Interrogazione alla Regione. Petrucci-La Porta: “Con il trasferimento nel nuovo ospedale siano garantiti posti letto sufficienti per le richieste di day ospital”.

“Raccogliamo e rilanciamo la denuncia dell’associazione Atmar: no allo smantellamento del reparto di Reumatologia di Prato, no al trasferimento in altre città, garantire i servizi!”. Lo chiedono, con tanto di interrogazione alla Regione, il Consigliere regionale di Fratelli d’Italia Diego Petrucci, componente della Commissione Sanità, e la dirigente regionale e nazionale Chiara La Porta.

“Siamo preoccupati che vogliano smantellare o, comunque, depotenziare il reparto per poi trasferirlo a Firenze. Stiamo parlando di un’eccellenza, una struttura di riferimento anche nazionale. Secondo l’associazione Atmar le attività saranno trasferite al Santo Stefano riducendo il numero di ambulatori e accorpandoli con altri. Chiediamo che col trasferimento nel nuovo ospedale siano garantiti posti letto sufficienti per le richieste di day ospital. La nostra preoccupazione è che all’interno del nuovo ospedale non ci siano abbastanza posti per le ospedalizzazioni giornaliere. L’Asl, al momento, si limita a parlare di “riorganizzazione” ma, dalle denunce e segnalazioni che ci arrivano dovrebbe, invece, trattarsi di una rivoluzione prevista per l’autunno. Un’operazione che completerebbe l’opera di annichilimento di Prato, basti pensare ai tagli del trasporto pubblico ed alla cronica carenza di personale del tribunale” sottolineano Petrucci e La Porta.
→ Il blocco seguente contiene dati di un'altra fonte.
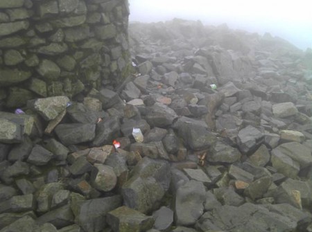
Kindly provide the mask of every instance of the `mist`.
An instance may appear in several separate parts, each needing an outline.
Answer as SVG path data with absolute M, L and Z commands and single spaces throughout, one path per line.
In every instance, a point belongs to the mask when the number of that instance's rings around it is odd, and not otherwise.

“Le malattie reumatiche, per la loro frequenza e necessità terapeutiche, hanno un elevato costo sociale. Questo, al contrario di quanto sembra accadere a Prato, dovrebbe suggerire un potenziamento delle strutture. Reumatologia a Prato ha numeri importantissimi: 12mila presenze l’anno, 10-12 terapie infusionali a mattina. Numeri che impongono la presenza di almeno 5 medici oltre al direttore, quindi no al depotenziamento, per non parlare di smantellamento, di una struttura che funziona e dà risposte ai cittadini” ribadiscono gli esponenti di FdI.

“Questa problematica deve interessare anche il Consiglio Comunale di Prato, in quanto la salute dei cittadini deve essere una priorità per tutti. Porteremo all’attenzione della quinta Commissione la problematica chiedendo una ferma presa di posizione per salvaguardare il reparto” annuncia il Capogruppo di Fratelli d’Italia in Consiglio comunale a Prato, Claudio Belgiorno.